LANCIANO – Lanciano, così come tutti paesi dell’Abruzzo, è pronta a vivere la giornata all’insegna della tradizione. Se da una parte, la stessa è stata protagonista dei riti liturgici della Settimana Santa, nella giornata di Pasqua ogni casa in Abruzzo si adopera per rispettarla anche a tavola.
C’è da precisare che nei giorni addietro devozione vuole non si siano consumati piatti di carne, o addirittura, sia osservato un rispettoso digiuno a partire dal giovedì Santo fino proprio alla mattina di Pasqua. A questo punto, bisogna correre ai ripari, le tavole abruzzesi strabordano di leccornie e gustosità.
Avviciniamoci a questi momenti vissuti secondo la tradizione lancianese.
Nel pranzo pasquale tipico non possono assolutamente mancare i ”rindroceli”. Pasta fatta in casa di più umile preparazione che si concretizza in uno dei piatti più succulenti la cucina del posto vanti. Farina, bianco dell’uovo e sale, poi il via alla preparazione, e per questa sì, un po’ di fatica ci vuole! Le mani delle signore del posto mostrano tutta l’esperienza in campo. I movimenti devono essere sicuri e decisi, ”ammassare” è una vera e propria arte! La pasta deve essere poi lasciata ”riposare”, poi ripresa, poi lasciata riposare un’altra volta. La signora Natalina Fantini spiega a Zonalocale, tutta la dedizione che impiega nel curarla. Successivamente si passa all’attacco con i vari ”mattarelli”, strumenti impiegati per distendere gli impasti solidi. ”Per dare la forma – precisa Natalina – o hai una bella chitarra a corde larghe, oppure usi il matterello di legno a posta, così le strisce vengono belle doppie, perché così devono essere, doppie e cicciotte”.

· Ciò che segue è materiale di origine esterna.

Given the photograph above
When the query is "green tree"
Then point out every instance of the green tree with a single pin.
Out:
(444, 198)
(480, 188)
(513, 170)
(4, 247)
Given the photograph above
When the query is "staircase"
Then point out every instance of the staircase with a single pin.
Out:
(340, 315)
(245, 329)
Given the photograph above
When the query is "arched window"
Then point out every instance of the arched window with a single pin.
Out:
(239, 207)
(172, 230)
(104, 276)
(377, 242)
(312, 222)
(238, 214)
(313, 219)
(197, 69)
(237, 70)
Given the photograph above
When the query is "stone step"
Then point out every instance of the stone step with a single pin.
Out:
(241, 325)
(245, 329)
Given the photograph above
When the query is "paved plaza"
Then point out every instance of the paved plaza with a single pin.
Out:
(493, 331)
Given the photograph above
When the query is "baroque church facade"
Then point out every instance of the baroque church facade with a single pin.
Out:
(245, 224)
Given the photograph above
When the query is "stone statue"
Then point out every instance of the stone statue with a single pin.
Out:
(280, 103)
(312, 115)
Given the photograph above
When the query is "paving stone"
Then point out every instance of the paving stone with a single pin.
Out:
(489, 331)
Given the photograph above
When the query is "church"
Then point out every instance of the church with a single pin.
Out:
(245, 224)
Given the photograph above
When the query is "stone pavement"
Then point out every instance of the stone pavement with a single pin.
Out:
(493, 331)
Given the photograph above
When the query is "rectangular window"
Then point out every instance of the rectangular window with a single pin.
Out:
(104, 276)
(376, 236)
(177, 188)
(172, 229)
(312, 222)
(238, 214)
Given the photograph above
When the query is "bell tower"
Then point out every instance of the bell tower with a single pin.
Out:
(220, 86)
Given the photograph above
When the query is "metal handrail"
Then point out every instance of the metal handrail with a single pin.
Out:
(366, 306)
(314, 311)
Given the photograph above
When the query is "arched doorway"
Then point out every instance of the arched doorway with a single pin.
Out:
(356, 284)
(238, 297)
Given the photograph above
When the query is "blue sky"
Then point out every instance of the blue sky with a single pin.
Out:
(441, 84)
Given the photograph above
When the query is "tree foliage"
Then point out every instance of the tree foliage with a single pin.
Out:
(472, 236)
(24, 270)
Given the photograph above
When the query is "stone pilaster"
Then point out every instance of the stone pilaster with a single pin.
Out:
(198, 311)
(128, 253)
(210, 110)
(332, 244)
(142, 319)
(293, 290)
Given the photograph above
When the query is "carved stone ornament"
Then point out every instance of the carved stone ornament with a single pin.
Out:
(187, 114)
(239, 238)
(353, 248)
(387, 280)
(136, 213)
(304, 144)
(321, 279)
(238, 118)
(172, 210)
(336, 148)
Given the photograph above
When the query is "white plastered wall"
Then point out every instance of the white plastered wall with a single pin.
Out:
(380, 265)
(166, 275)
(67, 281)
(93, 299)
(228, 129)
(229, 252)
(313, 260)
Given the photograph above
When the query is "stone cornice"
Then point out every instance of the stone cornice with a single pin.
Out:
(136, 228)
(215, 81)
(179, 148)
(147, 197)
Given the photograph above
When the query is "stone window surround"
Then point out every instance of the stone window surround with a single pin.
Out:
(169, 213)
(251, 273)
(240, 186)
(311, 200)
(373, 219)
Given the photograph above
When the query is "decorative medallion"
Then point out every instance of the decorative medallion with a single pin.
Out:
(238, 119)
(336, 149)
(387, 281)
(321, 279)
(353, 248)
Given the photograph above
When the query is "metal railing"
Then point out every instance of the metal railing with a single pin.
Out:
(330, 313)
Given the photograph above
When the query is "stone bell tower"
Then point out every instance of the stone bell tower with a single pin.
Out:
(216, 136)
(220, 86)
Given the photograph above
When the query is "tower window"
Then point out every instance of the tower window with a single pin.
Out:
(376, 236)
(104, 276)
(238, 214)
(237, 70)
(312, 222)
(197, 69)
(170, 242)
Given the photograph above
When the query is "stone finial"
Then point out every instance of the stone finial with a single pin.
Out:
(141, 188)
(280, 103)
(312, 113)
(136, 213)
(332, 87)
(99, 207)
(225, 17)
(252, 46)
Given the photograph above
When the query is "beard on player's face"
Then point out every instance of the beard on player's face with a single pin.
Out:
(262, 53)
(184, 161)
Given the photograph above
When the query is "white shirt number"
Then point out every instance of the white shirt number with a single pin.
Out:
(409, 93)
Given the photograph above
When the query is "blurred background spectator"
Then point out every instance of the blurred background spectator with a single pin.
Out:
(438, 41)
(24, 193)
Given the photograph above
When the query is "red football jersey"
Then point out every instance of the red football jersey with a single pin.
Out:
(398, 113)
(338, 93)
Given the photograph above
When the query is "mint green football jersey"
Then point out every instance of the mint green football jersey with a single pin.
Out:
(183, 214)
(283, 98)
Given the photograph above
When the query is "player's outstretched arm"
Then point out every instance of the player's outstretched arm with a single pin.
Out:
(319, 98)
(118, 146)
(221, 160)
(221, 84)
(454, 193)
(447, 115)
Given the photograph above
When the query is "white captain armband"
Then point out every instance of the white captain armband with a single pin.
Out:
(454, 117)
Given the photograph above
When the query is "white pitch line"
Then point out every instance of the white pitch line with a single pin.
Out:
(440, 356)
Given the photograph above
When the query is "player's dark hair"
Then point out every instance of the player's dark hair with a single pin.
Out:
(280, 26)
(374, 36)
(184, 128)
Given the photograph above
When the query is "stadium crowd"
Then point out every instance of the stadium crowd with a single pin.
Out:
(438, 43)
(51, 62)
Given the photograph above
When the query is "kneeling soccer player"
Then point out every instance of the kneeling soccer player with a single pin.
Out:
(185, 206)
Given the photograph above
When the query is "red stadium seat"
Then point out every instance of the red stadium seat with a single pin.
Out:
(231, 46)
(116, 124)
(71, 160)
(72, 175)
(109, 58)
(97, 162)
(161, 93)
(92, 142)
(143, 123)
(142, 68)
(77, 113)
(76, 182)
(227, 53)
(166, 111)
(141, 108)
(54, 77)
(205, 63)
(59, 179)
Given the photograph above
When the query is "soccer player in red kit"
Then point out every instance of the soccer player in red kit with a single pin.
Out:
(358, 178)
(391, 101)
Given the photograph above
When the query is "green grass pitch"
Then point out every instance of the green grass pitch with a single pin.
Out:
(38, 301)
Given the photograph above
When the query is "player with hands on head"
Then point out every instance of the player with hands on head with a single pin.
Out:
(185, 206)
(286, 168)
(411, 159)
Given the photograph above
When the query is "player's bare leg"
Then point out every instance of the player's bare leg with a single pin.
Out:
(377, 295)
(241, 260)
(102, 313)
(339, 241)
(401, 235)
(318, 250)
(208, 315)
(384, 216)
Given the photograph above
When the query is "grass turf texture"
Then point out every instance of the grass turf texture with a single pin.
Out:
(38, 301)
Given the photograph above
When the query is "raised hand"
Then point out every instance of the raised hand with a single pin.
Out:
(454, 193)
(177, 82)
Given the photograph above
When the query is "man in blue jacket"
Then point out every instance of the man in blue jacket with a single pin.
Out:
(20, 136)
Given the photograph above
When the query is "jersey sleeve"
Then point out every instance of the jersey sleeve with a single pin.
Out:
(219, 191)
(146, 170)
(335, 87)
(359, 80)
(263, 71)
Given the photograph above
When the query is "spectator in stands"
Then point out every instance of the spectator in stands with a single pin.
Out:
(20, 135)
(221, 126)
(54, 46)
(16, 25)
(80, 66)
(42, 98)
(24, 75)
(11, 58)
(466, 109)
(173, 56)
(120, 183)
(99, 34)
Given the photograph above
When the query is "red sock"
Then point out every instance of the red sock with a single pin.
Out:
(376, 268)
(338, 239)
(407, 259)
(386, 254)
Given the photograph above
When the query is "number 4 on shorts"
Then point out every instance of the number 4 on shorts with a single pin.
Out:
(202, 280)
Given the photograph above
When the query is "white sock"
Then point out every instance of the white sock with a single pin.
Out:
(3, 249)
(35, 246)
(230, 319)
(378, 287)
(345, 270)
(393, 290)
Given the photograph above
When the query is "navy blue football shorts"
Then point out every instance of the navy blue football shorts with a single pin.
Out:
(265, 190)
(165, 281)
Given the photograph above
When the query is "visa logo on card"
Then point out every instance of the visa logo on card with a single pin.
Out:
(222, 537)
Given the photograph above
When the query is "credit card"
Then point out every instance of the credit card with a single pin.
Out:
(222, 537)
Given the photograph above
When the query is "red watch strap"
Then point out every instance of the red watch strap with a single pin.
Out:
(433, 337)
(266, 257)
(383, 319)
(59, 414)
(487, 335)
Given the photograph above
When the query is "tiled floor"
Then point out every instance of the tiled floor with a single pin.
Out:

Altra peculiarità fondamentale è il sugo, ”A questa pasta ci vuole un sugo buono buono, non un sugo qualsiasi – continua l’anziana nonnina alla soglia dei 90 anni – deve cuocere almeno almeno per un’ora. Quattro tagli di carne con le ossa, non il semplice macinato”.
Altri primi che non possono mancare sulle tavole lancianesi a Pasqua sono la lasagna, rigorasamente rossa e con tanto condimento, e il brodo. ”Devi andare dal macellaio e farti dare le stecche di carne per farlo – dice Natalina – e ci metti mezza gallina, deve essere mista la carne e deve cuocere per due, tre ore. Poi filtri il brodo, ci sfili la carne cotta e ci fai cuocere i tortellini, sempre fatti in casa”.
Il secondo ha due capisaldi, agnello e tacchino, ”Ma l’agnello deve essere impanato per attenersi proprio alla tradizione – ci racconta il signor Benigno Lafarciola – Poi il tacchino in padella, a fette, semplice e super buono. I contorni non possono mancare, e si sa, le patate al forno sono sempre le migliori”.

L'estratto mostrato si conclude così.